Is it grammatically correct?

I mean, can a noun follow "ways of"?

Is this construction possible?

  • The way of (noun)
  • Your example makes no sense. What are you trying to say? – BillJ Jan 14 at 10:10
  • @BillJ There are different ways of the telephone calls: local, international, national, etc – LoveLanguagesAndPeople Jan 14 at 10:22
  • Probably, the word "types" is more appropriate here. However, what can we do with the word "way"? – LoveLanguagesAndPeople Jan 14 at 10:29
  • There are different/various ways to make telephone calls, or "...ways of making..." – Weather Vane Jan 14 at 10:34
  • @WeatherVane Can we say: "There are different ways of telephone callings"? – LoveLanguagesAndPeople Jan 14 at 10:38
3

There are different ways of telephone calls.

does not sound good English. If you look at the defintion of way in Oxford languages you will find that it cannot be a synonym of "kind" or "type".

As it is, your sentence would sound better, as you have shown yourself in a comment, if you say:

There are different types/kinds of telephone calls.

As for the construction you give, which I would rather express as different ways of + noun, exactly as it is in your sentence, I would point out that here way means:

a method, style, or manner of doing something; an optional or alternative form of action.

  • Ex: I hated their way of cooking potatoes.(from the source provided above)

This construction is definitely possible, but the noun must be a verbal noun describing an action, an activity. (the noun derived from the verb includes -ing forms and suffixes as -tion, -ance, etc.)

One of the most idiomatic uses of this construction is:

different ways of communication (where "communication" is derived from the verb "communicate" and refers to the activity of communicating)

Look at this instance from Workzone:

Different situations require different ways of communication.

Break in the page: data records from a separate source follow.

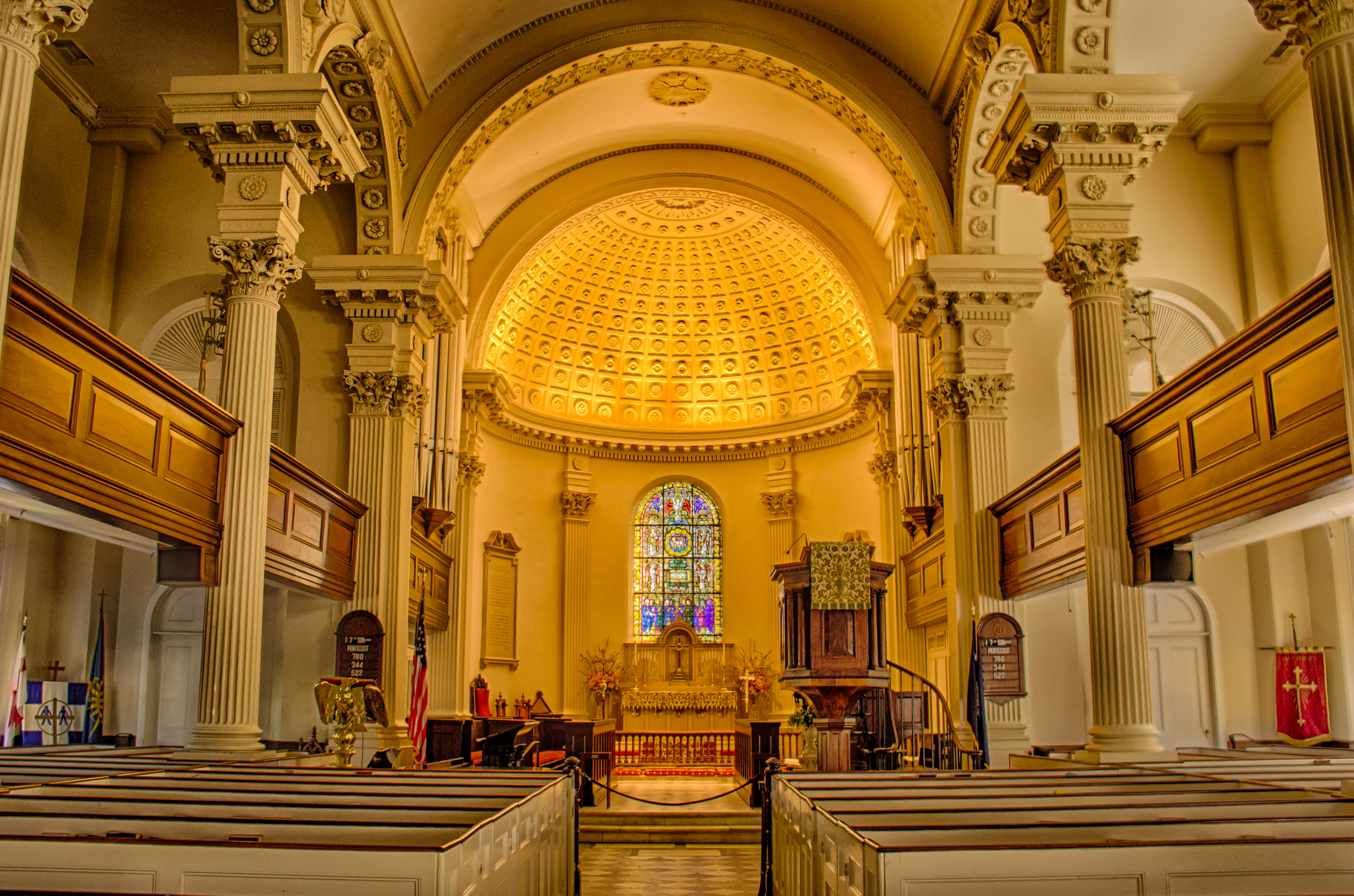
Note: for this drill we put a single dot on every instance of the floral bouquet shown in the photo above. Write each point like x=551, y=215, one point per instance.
x=754, y=675
x=602, y=673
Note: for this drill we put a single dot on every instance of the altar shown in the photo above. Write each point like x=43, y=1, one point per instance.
x=679, y=684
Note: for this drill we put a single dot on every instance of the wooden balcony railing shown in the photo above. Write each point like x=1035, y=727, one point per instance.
x=91, y=421
x=712, y=749
x=1254, y=427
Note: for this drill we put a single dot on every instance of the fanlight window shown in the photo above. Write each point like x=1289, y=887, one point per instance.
x=677, y=563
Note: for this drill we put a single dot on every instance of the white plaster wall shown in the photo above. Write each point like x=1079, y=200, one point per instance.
x=520, y=494
x=1297, y=191
x=56, y=167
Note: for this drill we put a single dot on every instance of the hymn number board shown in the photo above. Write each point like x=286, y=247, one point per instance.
x=359, y=646
x=1002, y=657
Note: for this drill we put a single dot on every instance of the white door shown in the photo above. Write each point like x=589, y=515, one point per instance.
x=1180, y=656
x=176, y=662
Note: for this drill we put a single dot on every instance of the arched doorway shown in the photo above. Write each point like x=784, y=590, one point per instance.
x=1180, y=654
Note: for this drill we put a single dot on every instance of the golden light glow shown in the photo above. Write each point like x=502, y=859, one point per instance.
x=677, y=309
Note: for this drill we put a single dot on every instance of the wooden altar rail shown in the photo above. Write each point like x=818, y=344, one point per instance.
x=712, y=749
x=1254, y=427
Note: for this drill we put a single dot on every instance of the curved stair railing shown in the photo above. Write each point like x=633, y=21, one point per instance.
x=925, y=729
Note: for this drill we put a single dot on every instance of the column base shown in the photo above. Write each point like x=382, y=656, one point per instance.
x=1004, y=740
x=233, y=741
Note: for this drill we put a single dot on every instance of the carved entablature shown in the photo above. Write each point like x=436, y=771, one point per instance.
x=780, y=504
x=242, y=122
x=1306, y=22
x=576, y=504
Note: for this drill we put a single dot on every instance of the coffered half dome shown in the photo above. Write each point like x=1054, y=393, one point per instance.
x=679, y=309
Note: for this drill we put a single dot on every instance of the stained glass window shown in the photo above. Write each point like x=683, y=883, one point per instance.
x=677, y=556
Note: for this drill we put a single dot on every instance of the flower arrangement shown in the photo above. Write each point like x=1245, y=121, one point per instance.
x=602, y=673
x=754, y=675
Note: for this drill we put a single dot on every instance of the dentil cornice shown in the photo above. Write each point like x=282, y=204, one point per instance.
x=393, y=394
x=576, y=504
x=1307, y=22
x=256, y=267
x=780, y=504
x=967, y=396
x=387, y=286
x=30, y=22
x=1114, y=123
x=267, y=121
x=1093, y=267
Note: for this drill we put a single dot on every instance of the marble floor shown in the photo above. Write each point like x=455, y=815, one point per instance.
x=676, y=869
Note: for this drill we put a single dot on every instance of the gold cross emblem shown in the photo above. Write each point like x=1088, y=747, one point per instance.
x=1297, y=687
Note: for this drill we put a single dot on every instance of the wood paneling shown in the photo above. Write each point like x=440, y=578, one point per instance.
x=87, y=418
x=1261, y=423
x=1042, y=524
x=312, y=528
x=925, y=578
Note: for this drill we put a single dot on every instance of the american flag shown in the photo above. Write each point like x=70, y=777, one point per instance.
x=418, y=694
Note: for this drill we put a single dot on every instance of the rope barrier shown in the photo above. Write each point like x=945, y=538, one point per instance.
x=656, y=803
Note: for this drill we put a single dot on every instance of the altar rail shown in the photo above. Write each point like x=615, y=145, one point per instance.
x=675, y=747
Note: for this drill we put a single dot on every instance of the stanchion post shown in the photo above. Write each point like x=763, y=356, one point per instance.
x=574, y=772
x=767, y=886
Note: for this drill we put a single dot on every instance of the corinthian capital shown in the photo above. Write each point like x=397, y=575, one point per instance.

However, different ways of communicating is much more common, as you can see on Gngram.

In fact, Gngram again shows that "different ways of" is most commonly followed by gerunds which function as verbal nouns.

Expressions like telephone calling or calling by telephone are rare or in evident decline (see Gngram), and so I would rephrase your sentence in this way:

There are different ways of making a phone call.

3

Your example isn't idiomatic, but not for the reason that you have a noun following "the way of". For example, a common expression is "the way of the world", and "the world" is a noun, so there's nothing wrong with that specifically.

What makes your example wrong is that it is incorrect to refer to "ways" of 'telephone calls'. There are several meanings of 'way', but in this context it is a method of doing something, so it needs to refer to a verb. To indicate variance in the manner in which the calls are made, you could use other group nouns such as 'types' or 'kinds' of call:

  • types of telephone call
    OR
  • ways of making telephone calls.

For example, you could say:

There different ways of making telephone calls.
OR
There are different types of telephone call.

2

"The way of the [noun]" can be valid.

In general, "the way of the [noun]" can be valid, and it refers to a lifestyle that centers around the noun in question. For instance, "the way of the sword" refers to the lifestyle and martial arts of a sword fighter. This is typically used in an historical or fantasy context.

This wouldn't really apply to telephone calls, though, because that's not something that you base your life around.